There are also indications that the big banks are likely to be highly impacted by the move. This is because most of the older generation banks have a high proportion of dormant accounts on their books, which now stands the risk of being forfeited to the government, based on this new rule. Most dormant account have no BVN attached, either because their owners are dead, travelled out of the country, incarcerated, or there is dispute over the account, due to improper documentation by a deceased relative.
Banks said to have a high proportion of dormant accounts on their books include First Bank of Nigeria Plc, United Bank of Africa Plc and Union Bank of Nigeria. The number of dormant accounts in the banking system is about 30 million, according to figures from NIBSS. It is not clear how much these accounts may hold but some estimates put it in excess of N1 trillion which is about five percent of the total deposits in the Nigerian banking system.
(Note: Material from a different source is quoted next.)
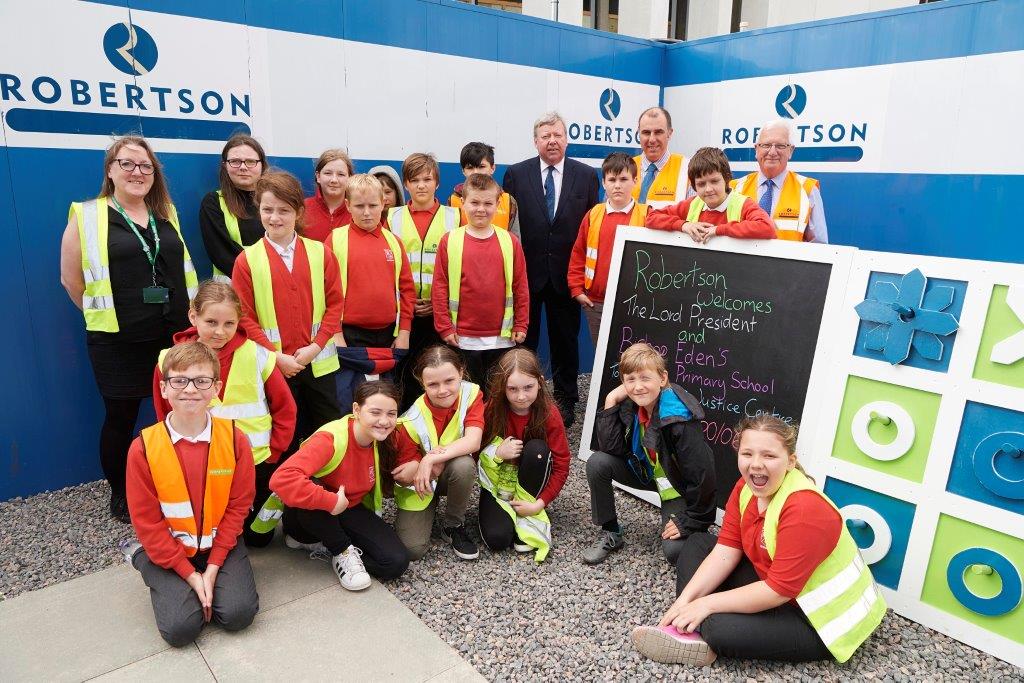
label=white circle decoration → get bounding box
[850,400,915,461]
[839,505,893,564]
Diaspora Nigerians who are yet to register for their BVN are also going to be hit hard by the CBN directive. Even though banks have been making efforts to get as many Nigerians in the Diaspora as possible, to register, sources say many have not been able to do so because of distance and other challenges like work schedule.
Even though banks are not happy with the move by the Federal Government to confiscate non-BVN linked funds, our sources say banks will challenge the move in court in order not to be painted as supporting corruption.
The FG is said to have made the move due to speculation that many politically exposed Nigerians and public service workers have abandoned their funds in banks for fear the of accounts being linked to them with their BVN since they cannot justify the funds in their bank accounts. Some sources in the banking industry had earlier told BusinessDay that as much as US$2.5 billion is lying in domiciliary accounts because their owners have refused to claim them out of fear that the Economic and Financial Crimes commission will come after them to explain the source of their funds.
A legal practitioner, Osagie Agbonlanhor, while noting that the government is right by using the court process to express its dissatisfaction with the way the BVN has been implemented in the banks, cautioned that government must also be careful of ‘retro-active laws and their ambushing consequences.”